Fifty-two Years 7 and 8 Kamo Intermediate students impressed the Showquest judges panel with their performance theme Channel-K and bagged four awards at the nationals at their first go.
The Whangārei school was third in the junior section, while also winning awards for the best theme and live music.
Year 8 student Abbie Franklin won the Most Outstanding Rangatahi award.
The students, with the help of their teacher Katy Wild, had to come up with a 10-minute story theme. A six-member concept and writing team came up with the concept and storyboarded the whole idea on how they wanted that story to eventually look on stage.
One of the writers, Emilia Cartwright-Reesby, said she enjoyed collaborating with people.
The teenager has a passion for writing and this experience was a perfect opportunity.
The team of writers then pitched their idea to the group of dancers, while some lead dancers took over the choreography. It was later decided that Franklin would perform the singing solo.
She was taken by surprise when she first heard of her role.
"Being with all the other people and seeing what they are passionate about, and how they can express themselves on stage; it was fun to watch how other people performed on stage.
"It was really exciting."
It was Kamo Intermediate School's first time taking part in a national performing arts competition and teacher Katy Wild said she was very proud of the achievement.
"When I first heard of the competition, we were kind of already behind, but I thought the kids were going to love it and went ahead with the whole idea. It was more of an opportunity for the kids.
"For me, I was the guidance and drawing the ideas out of the kids was very challenging and exciting.
"It was like an adventure managing 52 students at the same time. But there was so much passion and the collaboration between them was amazing.
"Because it was our first year, we had absolutely no idea that we would win so many awards. I was thinking that it would be really cool to do well at the regional level, and then when we won it, we were over the moon.
"But then we were put to compete with major schools across the country and we were stoked that we were at least getting the recognition."

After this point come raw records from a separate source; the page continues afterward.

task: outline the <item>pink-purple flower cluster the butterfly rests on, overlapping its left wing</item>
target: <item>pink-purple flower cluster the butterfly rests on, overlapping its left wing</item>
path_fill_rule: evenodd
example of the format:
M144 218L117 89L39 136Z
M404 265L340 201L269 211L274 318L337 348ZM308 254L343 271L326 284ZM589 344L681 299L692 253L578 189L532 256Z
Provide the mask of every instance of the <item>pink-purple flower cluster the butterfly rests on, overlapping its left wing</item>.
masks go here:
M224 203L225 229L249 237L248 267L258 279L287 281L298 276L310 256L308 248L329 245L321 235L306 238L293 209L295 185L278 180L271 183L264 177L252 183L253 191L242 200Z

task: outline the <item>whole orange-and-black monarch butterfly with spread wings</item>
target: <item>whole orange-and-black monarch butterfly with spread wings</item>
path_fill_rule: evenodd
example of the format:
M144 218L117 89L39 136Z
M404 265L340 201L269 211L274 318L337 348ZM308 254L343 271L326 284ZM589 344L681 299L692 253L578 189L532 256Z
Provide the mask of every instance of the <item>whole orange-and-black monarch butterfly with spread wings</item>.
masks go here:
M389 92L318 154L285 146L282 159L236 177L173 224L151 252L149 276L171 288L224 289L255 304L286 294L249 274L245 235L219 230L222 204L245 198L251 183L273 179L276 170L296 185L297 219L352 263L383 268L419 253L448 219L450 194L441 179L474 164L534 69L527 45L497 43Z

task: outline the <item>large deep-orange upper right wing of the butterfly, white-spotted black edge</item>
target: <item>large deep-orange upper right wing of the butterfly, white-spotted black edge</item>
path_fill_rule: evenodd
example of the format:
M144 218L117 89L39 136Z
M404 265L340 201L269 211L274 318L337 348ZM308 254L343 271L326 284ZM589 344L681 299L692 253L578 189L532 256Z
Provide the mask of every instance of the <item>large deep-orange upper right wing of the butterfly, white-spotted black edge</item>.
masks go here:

The concept team started preparing at the beginning of term two as they knew they had to develop a theme and give the choreographers and dancers sufficient time to bring it to life, said Anya Slykerman.
"We began with the theme, drew out exactly what we wanted on stage and gave a clear idea to the dancers of what we were expecting. The choreographers picked that up and choreographed the play based on the given outline."
The students decided to go with the theme of Channel-K, which was also their school mantra.
Slykerman said Channel-K was a big part of their school.
"We have to do at least three kind things a day to three different people. It is really about making sure that everyone is kind to other people. It's been a part of our school for a long time.
"For our performance, we wanted to have a ripple effect on it. We visioned it to come out as: we do something nice for someone and they do something nice to someone else; that creates a rippling effect in our communities."
Wild said they were on a very limited budget and could not have many props, so they had to keep that in mind while coming up with costumes.
"We did the ripple through a ripple dance, rather than using fancy props."
The students came up with an idea of everyone wearing white and a black band around them to represent the darkness. As they rippled through the people by showing kindness, they would take off the black band.
Wild said they were applauded for their concept and they won the best theme award because they really represented their school's belief.
Whangārei Girls' High School was the other school from the region to win an award at Showquest 2021. The school won the best theme award in the open category.